# Tile based movement pathfinding

I’m working on a tile based, point and click movement system.

As of right now, what I have is a basic translation script for movement. the primary functionality of it is based off of identifying the relative position of a tile to the character and then doing a simple transform to it. The equation I use is this:

x1 = Starting position X
x2 = Ending position X
x3 = Translation required in X

x3 = ((x1 - x2) * -1)

This same equation works for all of the three dimensions, and it allows me to do an easy and quick transform from point to point in my tile-grid.

However, I want the character to do tile-based path-finding with no diagonals.

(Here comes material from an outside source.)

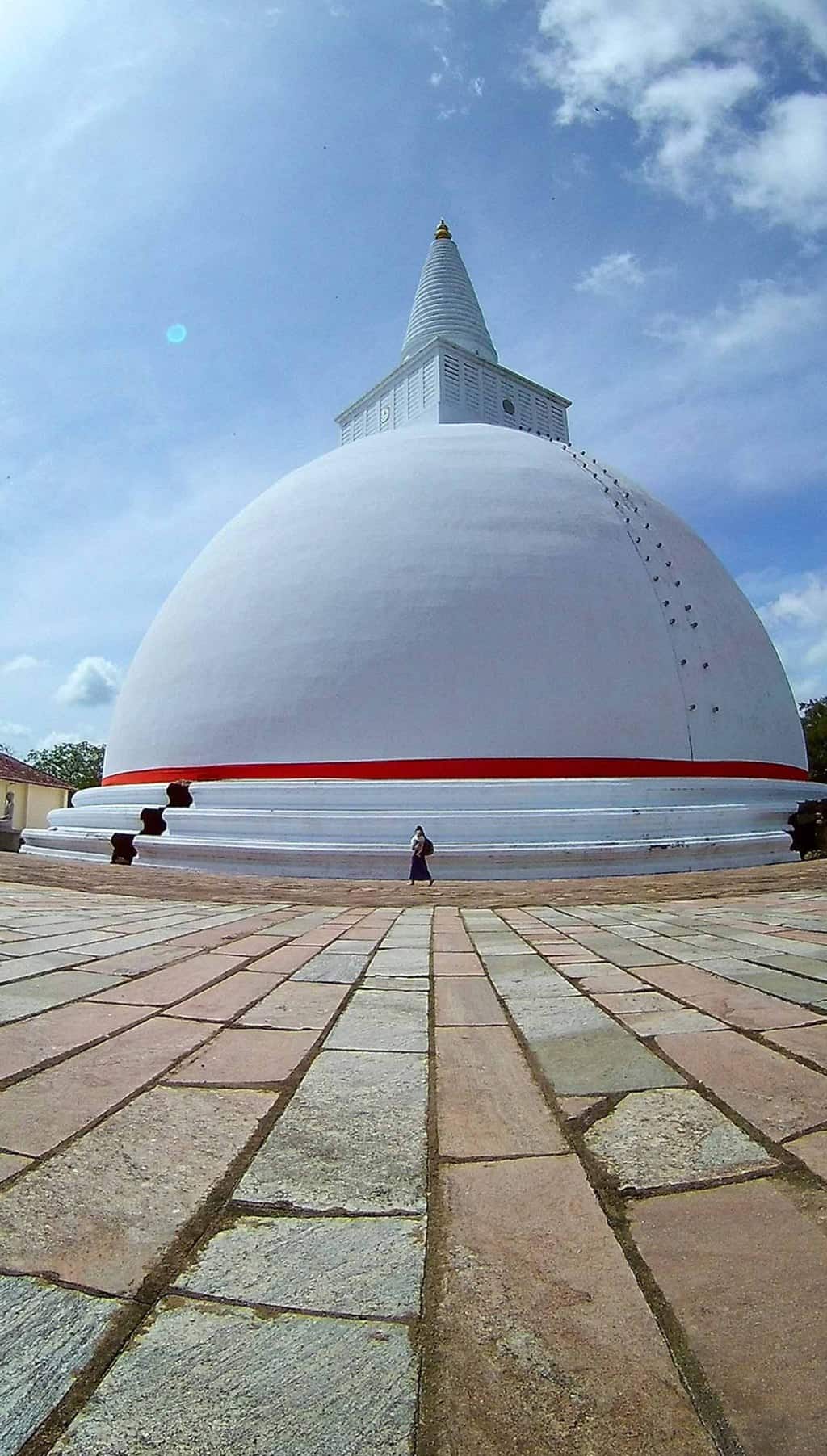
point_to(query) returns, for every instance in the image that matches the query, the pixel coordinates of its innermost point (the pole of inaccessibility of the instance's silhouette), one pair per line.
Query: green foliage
(76, 763)
(814, 724)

In order to do this, what I think may work is using a loop to #1 determine which axis, X or Z (translation in Y occurs based on the tiles and by extension the terrain) has a greater amount of translation remaining to be done (The X-axis would be given extra weight by having its function work via a >= instead of just a > operator). and #2 then use a simple function to translate the character 1 tile on that axis.

How this would work, in theory, is say that I had a character moving from a tile with position (0,0,0) to a tile with position (4,0,8). In theory, the function would move along the z-axis for 4 tiles, then move once on the x-axis, then once on Z, then X, then Z, etc… till it reached its final position.

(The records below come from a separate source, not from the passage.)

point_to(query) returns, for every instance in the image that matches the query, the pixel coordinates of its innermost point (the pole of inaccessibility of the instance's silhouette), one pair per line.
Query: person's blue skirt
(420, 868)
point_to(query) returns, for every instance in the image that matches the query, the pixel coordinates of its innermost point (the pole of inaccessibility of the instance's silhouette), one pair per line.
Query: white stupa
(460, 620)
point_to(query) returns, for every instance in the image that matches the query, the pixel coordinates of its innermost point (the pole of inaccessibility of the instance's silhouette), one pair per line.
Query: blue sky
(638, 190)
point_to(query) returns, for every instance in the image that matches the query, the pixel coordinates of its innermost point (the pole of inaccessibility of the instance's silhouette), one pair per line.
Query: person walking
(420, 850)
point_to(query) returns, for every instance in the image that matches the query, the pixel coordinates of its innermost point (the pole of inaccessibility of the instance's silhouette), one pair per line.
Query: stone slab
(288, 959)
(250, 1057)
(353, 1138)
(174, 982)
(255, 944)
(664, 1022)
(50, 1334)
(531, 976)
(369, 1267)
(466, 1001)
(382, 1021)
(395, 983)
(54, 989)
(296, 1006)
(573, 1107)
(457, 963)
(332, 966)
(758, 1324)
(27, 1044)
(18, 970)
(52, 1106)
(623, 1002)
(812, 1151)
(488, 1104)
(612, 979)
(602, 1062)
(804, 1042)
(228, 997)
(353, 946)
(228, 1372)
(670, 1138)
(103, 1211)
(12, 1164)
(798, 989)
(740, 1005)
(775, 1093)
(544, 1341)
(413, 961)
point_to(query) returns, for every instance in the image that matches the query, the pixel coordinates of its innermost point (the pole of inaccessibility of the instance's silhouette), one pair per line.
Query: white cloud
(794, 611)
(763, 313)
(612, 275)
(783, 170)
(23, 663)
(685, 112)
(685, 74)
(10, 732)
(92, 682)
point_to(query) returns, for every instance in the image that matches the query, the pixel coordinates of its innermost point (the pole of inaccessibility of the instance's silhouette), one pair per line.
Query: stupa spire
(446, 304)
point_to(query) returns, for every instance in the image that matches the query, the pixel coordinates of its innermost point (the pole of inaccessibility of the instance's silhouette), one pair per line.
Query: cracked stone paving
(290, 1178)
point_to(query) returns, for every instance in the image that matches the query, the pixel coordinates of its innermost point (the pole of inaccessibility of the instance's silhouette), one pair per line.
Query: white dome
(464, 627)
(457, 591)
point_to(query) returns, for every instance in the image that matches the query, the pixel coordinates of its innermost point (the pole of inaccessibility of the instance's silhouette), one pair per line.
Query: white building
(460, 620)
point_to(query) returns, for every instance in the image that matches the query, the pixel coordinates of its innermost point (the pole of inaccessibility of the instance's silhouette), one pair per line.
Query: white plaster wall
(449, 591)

Now, I don’t want to go ahead and spend the time to script this and expect it to work until I have some constructive input from my fellows: you all. If you have any ideas or criticisms, please tell me, I need all the help I can get on this.

Sounds like you want to give A* from Aron Granberg (sturestone on the board) a look

Note that this:

x3 = ((x1 - x2) * -1)

Can simply be written as:

x3 = x2 - x1

As for your question, if there are no obstacles and you’re just wanting to adjust the way in which the agent moves to the goal, A* may be more than you need. In any case, what you described in your post sounds reasonable, and is probably what I’d try first.

Oh, lol, good call on the rewritten equation, I can’t believe I missed that.

As for obstacles, there will be some “present” so to speak in that there will simply be tiles that wont be walkable. Would A* still be viable for that?

If there are just a few obstacles here and there, you may be able to get away with a local pathfinding method (e.g. obstacle avoidance or wall-following), but for anything more involved than that, A* is probably what you want.

if there were no obstacles, you can just walk directly to your desired location, no need for path finding

the way I would try to do it is with a recursive function. You try to walk on the tile that is along the direction of your destination first. If you are going to tile 4,4 from 0,0, you try to walk to 0,1 and 1,0 first (then 0,-1 and -1,0). If you can walk on the tile (because it is not an obstacle and because you haven’t visited it yet), you call the same function with your new position. You mark the tile as visited. If you are ever in a position that you cannot make a move, you backtrack by calling the same function with your previous position…

That was kind of covered earlier in the thread (the OP was looking for grid-based movement with a specific logic, rather than just general straight-line movement).

That sounds more or less like Dijkstra (or something similar). Anyway, this type of pathfinding is basically a solved problem, so there’s no particular need to develop an algorithm from scratch. A* is really pretty optimal for this sort of thing, and is a good go-to solution as far as grid-based pathfinding is concerned (or any type of pathfinding really, since A* is just a graph search algorithm, but with a grid-based system the implementation can often be made a little more straightforward).

hmm, yes. That’s why the ‘if’. The order in which you move 8 squares forward and 4 right doesn’t require path finding.

well, where’s the fun in that

Anyway, I looked at what A* is and it is probably the best way to go, indeed.